A Himalayan plant with Scottish links
Primula denticulata grows well in the UK, and is a common sight in gardens where it is usually known as the drumstick Primula. It was first collected by Buchanan-Hamilton en-route to Kathmandu, in the same area of Nepal as Clematis montana, on his 1802 visit, and was recognised for its horticultural potential even then. However, it was another 40 years before it was grown commercially in the UK, by the celebrated Veitch Nurseries of London and Exeter.

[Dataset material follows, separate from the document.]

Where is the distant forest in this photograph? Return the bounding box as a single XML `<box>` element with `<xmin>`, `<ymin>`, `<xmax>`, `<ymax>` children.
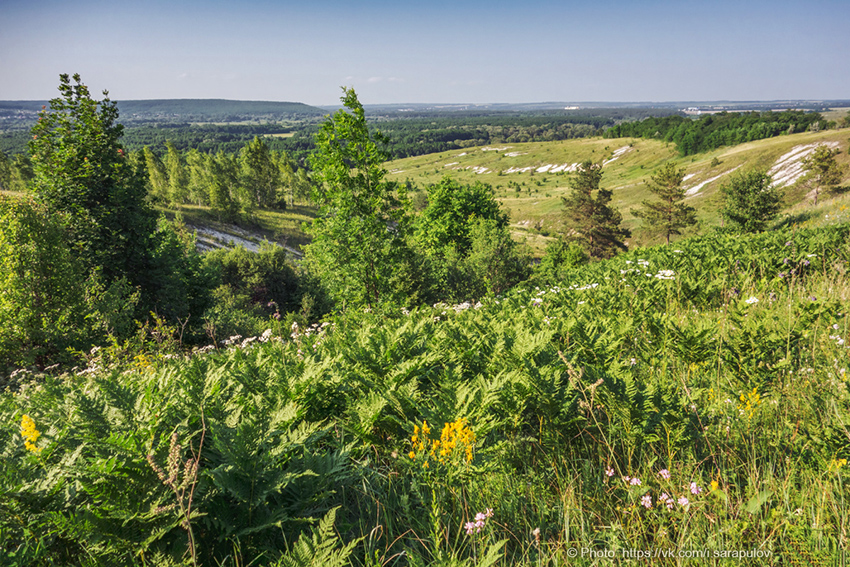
<box><xmin>0</xmin><ymin>99</ymin><xmax>830</xmax><ymax>164</ymax></box>
<box><xmin>605</xmin><ymin>110</ymin><xmax>834</xmax><ymax>156</ymax></box>
<box><xmin>0</xmin><ymin>100</ymin><xmax>676</xmax><ymax>162</ymax></box>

Despite usually being known as the drumstick Primula, on the east coast of Scotland this species is known as the Kirrie Dumpling. The name is derived from the shape of flower head displaying a passing resemblance to a dumpling and a link to the town of Kirriemuir in Angus, which is most famous for being the birth place of J. M. Barrie, author of Peter Pan. However, Kirrie in the common name links to Major George Sherriff who retired to just outside the town, after his military career and plant hunting expeditions to Bhutan, India and Tibet. He and his wife created a Sino-Himalayan garden and were generous in giving away plants to their neighbours, friends and visitors. Although Sherriff never visited Nepal he did financially support the Stainton, Sykes and Williams’s expedition that these plants were collected on, which entitled him to a share of seeds for his garden at Ascrieve.